As you may just have heard the devil is in the details. Or, in the case of the latest push to reform Wall Street, the devil is in whether or not the details will actually be mandatory.
Bank lobbyists looking to weaken the Volcker Rule are targeting its language, Business Week reports.
The financial reform bill unveiled by Senate Banking Committee Chairman Christopher Dodd (D - Conn.) last week includes a rule prohibiting commercial banks from owning or investing in hedge funds, private equity funds or proprietary trading operations. The mandate, one of two chief reforms proposed by former Fed Chair Paul Volcker, was revealed by President Obama in January.
Dodd's bill stops short of implementing the Volcker Rule.

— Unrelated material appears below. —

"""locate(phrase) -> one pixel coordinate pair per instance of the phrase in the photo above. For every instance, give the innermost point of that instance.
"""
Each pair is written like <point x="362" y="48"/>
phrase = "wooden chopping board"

Instead, it requires that the government "shall issue final regulations implementing" the ban. But lobbyists for the financial industry argue that it hasn't yet been shown that the rule -- which according to one somewhat questionable estimate would cost the top eight banks $11 billion next year -- would effectively curb any of the behaviors that led to the last financial crisis. Accordingly, industry reps are reportedly scrambling to replace 'shall' with something a whole lot less stringent. As one lobbyist told Business Week:
"We believe the regulators should have the discretion to deal with the situation on a company-by-company basis," said Scott Talbott, senior vice president of government affairs at the Financial Services Roundtable, a Washington-based trade group. "You can't have a blanket prohibition on proven risk- management techniques."
When senators meet to debate changes, "our hope is that they change 'must' to 'may,'" Talbott said.
Citigroup already appears to expect the Volcker Rule may not be a rule per se. The bank -- the world's largest financial institution -- is still expanding its proprietary trading unit, Bloomberg reported last week:
Citigroup is trying to preserve the unit, which produces about $100 million of annual revenue, as banks face a proposed ban on proprietary trading dubbed by President Barack Obama as the Volcker rule. Chief Executive Officer Vikram Pandit fed concern among the unit's remaining employees that Citigroup's commitment might wither under U.S. pressure when he told a bailout oversight panel this month that banks shouldn't use their own money to speculate, the people said.